L'automate plissa les yeux en entendant cette dénomination. Lorsqu'on l'appelait ainsi, c'était parce que la conversation était enregistrée. Pourquoi avait-elle démarré l'enregistrement maintenant, alors que le rapport était quasiment terminé ? La machine ne fut pas la seule à voir sa curiosité piquée ; Kirk s'était tourné vers sa collègue pour la première fois de la journée.

Pamyfja avança d'un pas et se mit à parler avec une voix forte.

-Il y a quelque chose que j'aimerais ajouter.

-Parle, dit simplement la doctoresse.

-Vous tous, ici présent, ainsi que tous vos collègues ayant travaillés sur ce projet…

Elle se tortillait les mains. Un sabot frappait frénétiquement le sol. Elle s'imaginait des poumons pour faire de l'hyperventilation avec. Un millier de voix à l'unisson, que ce soient celles de la raison ou de la folie, lui hurlaient de ne pas terminer cette phrase, en vain.

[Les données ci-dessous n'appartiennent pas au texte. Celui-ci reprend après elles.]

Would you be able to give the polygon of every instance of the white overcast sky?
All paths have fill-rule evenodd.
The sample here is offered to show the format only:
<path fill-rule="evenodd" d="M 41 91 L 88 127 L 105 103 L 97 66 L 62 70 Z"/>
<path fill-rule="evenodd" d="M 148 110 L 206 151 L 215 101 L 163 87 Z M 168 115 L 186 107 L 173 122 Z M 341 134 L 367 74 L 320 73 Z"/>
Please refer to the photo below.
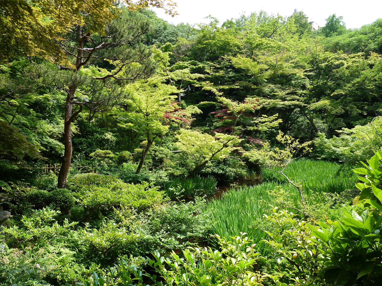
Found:
<path fill-rule="evenodd" d="M 211 15 L 221 23 L 231 18 L 237 18 L 243 13 L 264 10 L 269 14 L 288 16 L 295 8 L 302 11 L 320 26 L 325 19 L 335 13 L 342 16 L 346 28 L 359 28 L 382 18 L 382 0 L 339 1 L 338 0 L 173 0 L 176 3 L 179 15 L 173 18 L 159 9 L 154 9 L 158 16 L 175 24 L 208 22 L 204 17 Z"/>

-… Êtes des êtres humains méprisables et je vous déteste pour ce que vous m'avez fait subir jusqu'à maintenant.

Silence.

Le docteur Kirk voulu dire quelque chose, mais heureusement, il s'étranglait avec ses mots et sa surprise et rien ne sortit de sa bouche mis à part quelques balbutiements confus. Malgré lui, il laissa la main à sa collègue.

-Continue.

-Vous devez savoir que ma personnalité est bien plus développée que ce que je vous ai montré jusqu'à maintenant. Pour chaque épreuve injuste que vous m'avez fait subir, je me suis à chaque fois sentie un peu plus misérable. Vous insultez mon intelligence en me traitant comme un vulgaire outil et vous êtes des sadiques pour me menacer à tout va en me promettant de mettre fin à mon existence. Ce projet était voué à l'échec depuis son commencement et je vous en veux de m'avoir créée en toute connaissance de cause.

-Misérable automate ! Finit par exploser le docteur Kirk. Parce que ton égo est un peu plus développé que la moyenne ne te donne pas le droit de raconter de telles âneries. Si nous avons fait tout cela, c'est pour faire avancer les choses, notre science, le savoir-faire de tout Epistopoli ! Tu n'es pas suffisamment importante pour avoir le droit de te plaindre et le simple fait que tu crois pouvoir nous prendre de haut ne serait-ce qu'un instant est une gigantesque erreur que nous ne manquerons pas de rectifier.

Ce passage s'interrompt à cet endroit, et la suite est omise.